Active treatment with heavier immunosup-pression (rituximab and plasma exchange) was associated with posttreatment viral (CMV and BK virus) and bacterial infections that necessitated hospitalization versus that shown in group 1 (Table 5; P > .05). However, both graft (P = .002) and patient (P = .028) outcomes were significantly better in group 2 (active treatment group) than in group 1 (Table 5).

Discussion

Published data have shown that the number of trials done to treat chronic active ABMR is so far insufficient, especially because it is one of the main reasons for late graft dysfunction. Moreover, many studies have rather small sample sizes, with longer than expected recruitment time. In fact, all trials were investigator determined and faced budget limitations due to the high cost of treatment. These have been major obstacles for the development of efficient treatment for chronic active ABMR.
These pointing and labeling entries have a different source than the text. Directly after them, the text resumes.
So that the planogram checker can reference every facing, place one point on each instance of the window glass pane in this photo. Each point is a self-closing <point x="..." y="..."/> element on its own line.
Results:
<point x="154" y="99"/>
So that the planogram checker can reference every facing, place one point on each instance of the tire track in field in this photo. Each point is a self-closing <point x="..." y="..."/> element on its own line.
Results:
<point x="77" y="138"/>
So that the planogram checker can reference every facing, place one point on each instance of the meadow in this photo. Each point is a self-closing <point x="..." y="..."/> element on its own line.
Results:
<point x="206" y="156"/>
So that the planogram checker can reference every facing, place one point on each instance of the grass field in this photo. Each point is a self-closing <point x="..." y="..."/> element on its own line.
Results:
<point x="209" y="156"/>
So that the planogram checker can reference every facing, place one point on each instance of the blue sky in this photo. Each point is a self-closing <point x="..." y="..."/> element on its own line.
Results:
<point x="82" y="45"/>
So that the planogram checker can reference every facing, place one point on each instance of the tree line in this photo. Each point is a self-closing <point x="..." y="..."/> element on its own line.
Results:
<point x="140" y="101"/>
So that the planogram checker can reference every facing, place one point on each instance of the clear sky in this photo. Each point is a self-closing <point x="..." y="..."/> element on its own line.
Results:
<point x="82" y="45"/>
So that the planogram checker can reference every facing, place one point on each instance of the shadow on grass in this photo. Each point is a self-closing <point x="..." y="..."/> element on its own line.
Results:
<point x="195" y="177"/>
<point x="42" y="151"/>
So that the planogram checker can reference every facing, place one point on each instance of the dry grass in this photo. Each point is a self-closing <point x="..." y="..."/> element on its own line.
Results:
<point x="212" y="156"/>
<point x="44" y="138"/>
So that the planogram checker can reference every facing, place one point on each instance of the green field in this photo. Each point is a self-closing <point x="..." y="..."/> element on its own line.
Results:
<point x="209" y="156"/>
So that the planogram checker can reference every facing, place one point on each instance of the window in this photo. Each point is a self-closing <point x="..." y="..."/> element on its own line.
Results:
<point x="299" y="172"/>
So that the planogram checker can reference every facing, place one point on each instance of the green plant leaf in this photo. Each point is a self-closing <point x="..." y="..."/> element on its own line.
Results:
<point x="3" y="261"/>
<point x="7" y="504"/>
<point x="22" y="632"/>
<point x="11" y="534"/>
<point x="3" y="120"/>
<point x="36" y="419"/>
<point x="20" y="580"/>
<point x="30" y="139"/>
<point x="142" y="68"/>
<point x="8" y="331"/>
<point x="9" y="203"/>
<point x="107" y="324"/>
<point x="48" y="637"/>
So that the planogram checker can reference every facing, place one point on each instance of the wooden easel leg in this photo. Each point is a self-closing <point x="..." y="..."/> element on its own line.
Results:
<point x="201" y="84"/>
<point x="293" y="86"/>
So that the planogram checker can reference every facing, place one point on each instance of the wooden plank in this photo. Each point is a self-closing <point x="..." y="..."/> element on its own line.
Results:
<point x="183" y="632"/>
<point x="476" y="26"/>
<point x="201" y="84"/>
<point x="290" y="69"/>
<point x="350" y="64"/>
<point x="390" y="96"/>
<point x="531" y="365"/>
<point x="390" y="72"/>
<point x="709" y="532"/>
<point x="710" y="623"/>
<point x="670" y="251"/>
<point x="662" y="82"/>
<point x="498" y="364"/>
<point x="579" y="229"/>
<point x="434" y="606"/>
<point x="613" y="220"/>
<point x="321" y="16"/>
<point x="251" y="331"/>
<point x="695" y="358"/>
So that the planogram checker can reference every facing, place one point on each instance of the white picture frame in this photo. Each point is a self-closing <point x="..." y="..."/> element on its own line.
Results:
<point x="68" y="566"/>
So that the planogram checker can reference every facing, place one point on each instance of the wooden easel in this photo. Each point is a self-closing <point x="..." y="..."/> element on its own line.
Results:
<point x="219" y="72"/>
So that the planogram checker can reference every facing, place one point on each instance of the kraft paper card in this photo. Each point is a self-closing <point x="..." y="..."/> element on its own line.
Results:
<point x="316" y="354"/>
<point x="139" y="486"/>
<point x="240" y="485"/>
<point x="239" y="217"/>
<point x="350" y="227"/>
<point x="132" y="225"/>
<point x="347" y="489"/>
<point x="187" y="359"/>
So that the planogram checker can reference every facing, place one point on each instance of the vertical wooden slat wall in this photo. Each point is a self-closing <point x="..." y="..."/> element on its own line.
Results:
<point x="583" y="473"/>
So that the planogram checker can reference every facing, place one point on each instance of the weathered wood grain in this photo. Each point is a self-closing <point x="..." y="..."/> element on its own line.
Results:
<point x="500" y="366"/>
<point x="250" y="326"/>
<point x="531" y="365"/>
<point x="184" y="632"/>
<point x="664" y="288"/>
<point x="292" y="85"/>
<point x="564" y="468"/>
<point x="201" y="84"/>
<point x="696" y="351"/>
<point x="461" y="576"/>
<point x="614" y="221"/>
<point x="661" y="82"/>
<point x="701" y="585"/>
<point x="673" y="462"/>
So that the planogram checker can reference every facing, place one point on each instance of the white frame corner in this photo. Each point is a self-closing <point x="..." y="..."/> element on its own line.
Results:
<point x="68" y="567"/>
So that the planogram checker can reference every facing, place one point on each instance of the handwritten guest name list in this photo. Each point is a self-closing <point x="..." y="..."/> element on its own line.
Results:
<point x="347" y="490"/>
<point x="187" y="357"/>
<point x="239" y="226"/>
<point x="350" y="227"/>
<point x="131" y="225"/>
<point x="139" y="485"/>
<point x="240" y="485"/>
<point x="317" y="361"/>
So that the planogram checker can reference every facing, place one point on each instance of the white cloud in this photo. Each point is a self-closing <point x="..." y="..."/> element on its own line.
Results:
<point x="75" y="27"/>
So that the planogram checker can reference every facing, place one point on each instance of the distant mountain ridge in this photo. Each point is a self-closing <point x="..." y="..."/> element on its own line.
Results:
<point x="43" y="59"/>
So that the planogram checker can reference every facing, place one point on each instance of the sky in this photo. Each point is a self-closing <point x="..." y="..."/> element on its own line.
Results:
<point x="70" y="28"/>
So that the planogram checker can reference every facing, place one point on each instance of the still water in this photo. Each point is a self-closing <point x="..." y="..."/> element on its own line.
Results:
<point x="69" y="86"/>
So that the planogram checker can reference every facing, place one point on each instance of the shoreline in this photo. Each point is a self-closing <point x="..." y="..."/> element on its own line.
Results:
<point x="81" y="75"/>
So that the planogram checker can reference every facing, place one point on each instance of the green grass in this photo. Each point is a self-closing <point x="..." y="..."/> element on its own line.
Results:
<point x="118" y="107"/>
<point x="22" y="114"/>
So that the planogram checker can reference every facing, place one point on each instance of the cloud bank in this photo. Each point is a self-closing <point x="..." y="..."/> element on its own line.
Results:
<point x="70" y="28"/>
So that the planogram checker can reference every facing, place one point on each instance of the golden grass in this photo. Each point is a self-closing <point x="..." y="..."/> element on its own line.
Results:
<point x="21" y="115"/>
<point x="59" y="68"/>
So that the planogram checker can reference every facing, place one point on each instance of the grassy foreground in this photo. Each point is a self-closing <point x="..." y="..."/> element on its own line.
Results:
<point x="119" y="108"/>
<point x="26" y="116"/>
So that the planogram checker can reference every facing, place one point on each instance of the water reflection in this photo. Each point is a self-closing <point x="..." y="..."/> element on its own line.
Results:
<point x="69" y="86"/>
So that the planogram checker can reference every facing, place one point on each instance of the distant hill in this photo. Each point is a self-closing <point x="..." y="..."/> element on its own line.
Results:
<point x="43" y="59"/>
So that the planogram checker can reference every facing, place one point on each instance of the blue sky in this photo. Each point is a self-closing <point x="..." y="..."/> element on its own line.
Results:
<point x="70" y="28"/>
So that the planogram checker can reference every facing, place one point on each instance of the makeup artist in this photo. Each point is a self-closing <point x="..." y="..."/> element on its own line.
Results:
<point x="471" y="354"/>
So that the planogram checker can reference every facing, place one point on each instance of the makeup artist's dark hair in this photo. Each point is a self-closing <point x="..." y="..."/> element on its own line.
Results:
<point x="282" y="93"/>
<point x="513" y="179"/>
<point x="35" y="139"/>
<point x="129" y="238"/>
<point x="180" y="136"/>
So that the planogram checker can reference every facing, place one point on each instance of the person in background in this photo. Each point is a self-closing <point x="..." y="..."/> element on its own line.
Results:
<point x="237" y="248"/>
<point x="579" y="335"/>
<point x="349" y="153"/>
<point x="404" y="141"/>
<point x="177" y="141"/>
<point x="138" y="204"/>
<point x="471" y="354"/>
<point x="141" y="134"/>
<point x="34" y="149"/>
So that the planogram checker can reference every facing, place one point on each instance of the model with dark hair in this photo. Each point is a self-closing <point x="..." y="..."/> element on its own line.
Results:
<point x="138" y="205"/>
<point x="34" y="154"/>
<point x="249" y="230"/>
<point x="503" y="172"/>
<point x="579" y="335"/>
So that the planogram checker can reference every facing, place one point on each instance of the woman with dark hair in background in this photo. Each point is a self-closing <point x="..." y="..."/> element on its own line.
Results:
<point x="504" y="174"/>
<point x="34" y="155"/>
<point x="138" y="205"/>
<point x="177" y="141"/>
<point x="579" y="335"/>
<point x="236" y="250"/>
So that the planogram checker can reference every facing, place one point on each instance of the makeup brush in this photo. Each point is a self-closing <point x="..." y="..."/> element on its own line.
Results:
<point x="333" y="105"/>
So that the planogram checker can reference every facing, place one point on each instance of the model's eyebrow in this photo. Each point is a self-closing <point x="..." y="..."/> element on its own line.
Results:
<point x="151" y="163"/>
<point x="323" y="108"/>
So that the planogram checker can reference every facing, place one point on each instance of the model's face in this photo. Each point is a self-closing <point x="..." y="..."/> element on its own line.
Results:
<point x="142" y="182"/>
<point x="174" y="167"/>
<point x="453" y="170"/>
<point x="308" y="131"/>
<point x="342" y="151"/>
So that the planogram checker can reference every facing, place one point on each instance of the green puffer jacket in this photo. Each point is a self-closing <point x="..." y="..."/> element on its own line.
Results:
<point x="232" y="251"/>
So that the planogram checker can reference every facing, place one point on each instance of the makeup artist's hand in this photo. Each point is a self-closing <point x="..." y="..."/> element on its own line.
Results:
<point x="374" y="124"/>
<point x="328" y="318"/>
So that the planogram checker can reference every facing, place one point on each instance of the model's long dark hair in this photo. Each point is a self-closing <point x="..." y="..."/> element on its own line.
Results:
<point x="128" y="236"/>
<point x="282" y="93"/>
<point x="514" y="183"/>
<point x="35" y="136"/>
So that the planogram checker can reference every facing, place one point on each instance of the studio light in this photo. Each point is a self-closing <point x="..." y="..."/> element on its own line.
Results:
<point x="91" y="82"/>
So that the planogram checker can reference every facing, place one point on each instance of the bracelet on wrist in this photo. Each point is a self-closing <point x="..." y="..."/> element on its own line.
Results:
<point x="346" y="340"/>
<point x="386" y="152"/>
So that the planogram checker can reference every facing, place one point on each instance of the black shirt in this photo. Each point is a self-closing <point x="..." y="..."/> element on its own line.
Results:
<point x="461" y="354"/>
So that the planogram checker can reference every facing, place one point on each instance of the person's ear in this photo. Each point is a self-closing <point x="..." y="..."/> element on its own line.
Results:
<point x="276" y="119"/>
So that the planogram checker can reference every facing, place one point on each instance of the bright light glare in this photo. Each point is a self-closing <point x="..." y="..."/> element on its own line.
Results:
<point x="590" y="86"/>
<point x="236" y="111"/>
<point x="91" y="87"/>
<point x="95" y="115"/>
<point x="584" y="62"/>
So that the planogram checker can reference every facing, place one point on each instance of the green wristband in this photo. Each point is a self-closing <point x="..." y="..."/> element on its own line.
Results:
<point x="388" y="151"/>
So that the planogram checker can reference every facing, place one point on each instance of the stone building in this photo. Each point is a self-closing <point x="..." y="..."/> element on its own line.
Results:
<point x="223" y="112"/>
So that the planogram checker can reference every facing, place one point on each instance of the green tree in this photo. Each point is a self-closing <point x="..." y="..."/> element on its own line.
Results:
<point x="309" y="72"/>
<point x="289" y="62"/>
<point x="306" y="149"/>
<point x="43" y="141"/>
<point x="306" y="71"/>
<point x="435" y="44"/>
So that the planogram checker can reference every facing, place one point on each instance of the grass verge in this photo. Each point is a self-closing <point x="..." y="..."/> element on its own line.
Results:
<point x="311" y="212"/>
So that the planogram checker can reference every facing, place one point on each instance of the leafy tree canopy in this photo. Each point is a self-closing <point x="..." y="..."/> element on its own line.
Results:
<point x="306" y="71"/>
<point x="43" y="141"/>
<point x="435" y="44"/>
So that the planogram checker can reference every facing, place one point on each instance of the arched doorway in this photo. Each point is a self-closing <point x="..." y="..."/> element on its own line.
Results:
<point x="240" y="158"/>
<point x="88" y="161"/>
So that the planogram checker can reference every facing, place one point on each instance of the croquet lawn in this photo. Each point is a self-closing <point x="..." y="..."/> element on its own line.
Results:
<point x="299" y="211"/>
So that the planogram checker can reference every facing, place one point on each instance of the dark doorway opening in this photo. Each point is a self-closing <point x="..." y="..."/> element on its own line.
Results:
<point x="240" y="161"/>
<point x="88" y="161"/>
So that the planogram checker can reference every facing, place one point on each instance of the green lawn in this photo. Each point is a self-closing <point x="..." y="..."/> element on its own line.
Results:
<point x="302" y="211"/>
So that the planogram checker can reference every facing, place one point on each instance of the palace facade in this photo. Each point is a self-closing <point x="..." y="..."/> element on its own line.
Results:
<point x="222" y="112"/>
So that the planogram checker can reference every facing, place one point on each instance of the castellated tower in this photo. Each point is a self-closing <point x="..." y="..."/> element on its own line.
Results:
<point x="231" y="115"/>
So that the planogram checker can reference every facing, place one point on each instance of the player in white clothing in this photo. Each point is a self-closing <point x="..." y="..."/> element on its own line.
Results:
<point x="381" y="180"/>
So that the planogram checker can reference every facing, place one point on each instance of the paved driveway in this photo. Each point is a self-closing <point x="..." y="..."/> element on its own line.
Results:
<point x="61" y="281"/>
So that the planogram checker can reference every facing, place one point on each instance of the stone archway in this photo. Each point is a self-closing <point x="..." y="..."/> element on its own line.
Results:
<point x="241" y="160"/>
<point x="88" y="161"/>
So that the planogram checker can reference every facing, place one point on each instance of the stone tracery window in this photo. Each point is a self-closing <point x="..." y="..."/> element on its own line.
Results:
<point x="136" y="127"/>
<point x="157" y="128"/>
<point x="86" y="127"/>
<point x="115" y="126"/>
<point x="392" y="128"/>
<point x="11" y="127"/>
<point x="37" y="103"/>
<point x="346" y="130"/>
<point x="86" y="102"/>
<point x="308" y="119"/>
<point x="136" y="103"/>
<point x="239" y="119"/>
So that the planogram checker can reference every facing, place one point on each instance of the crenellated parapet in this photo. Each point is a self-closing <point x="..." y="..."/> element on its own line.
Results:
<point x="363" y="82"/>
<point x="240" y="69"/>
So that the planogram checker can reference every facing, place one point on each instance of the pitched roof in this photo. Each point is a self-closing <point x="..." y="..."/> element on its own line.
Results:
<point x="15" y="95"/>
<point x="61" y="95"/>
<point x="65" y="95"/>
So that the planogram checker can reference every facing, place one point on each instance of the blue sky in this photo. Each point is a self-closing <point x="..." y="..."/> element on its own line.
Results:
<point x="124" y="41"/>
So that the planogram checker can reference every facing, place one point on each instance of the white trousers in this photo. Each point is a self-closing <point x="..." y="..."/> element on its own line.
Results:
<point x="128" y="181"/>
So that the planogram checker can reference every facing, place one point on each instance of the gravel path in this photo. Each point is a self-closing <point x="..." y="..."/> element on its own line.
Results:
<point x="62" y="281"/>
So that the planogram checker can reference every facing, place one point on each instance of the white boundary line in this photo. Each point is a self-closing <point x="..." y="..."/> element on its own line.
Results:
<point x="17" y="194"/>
In this retrospective study, we evaluated the impact of treatment of chronic active ABMR with combined plasma exchange, IVIG, and rituximab (group 2) compared with treatment with only IVIG or just intensification of maintenance immuno-suppression (group 1). The 2 study groups were matched regarding their demographic data (P > .05), with glomerulonephritis and diabetic nephropathy as the most frequent causes of ESKD in both groups. We observed that chronic hepatitis C virus infection was significantly more prevalent in group 1 (P < .05) but did not significantly affect the induction or maintenance immunosuppression (P > .05).

We observed that graft function as represented by eGFR before treatment of chronic active ABMR was comparable in both groups (P > .05), ranging from 39 to 40 mL/min, which was in accordance with results from another study by Stolyarevich and associates¹⁷ who reported eGFR around 42 mL/min in their cohort.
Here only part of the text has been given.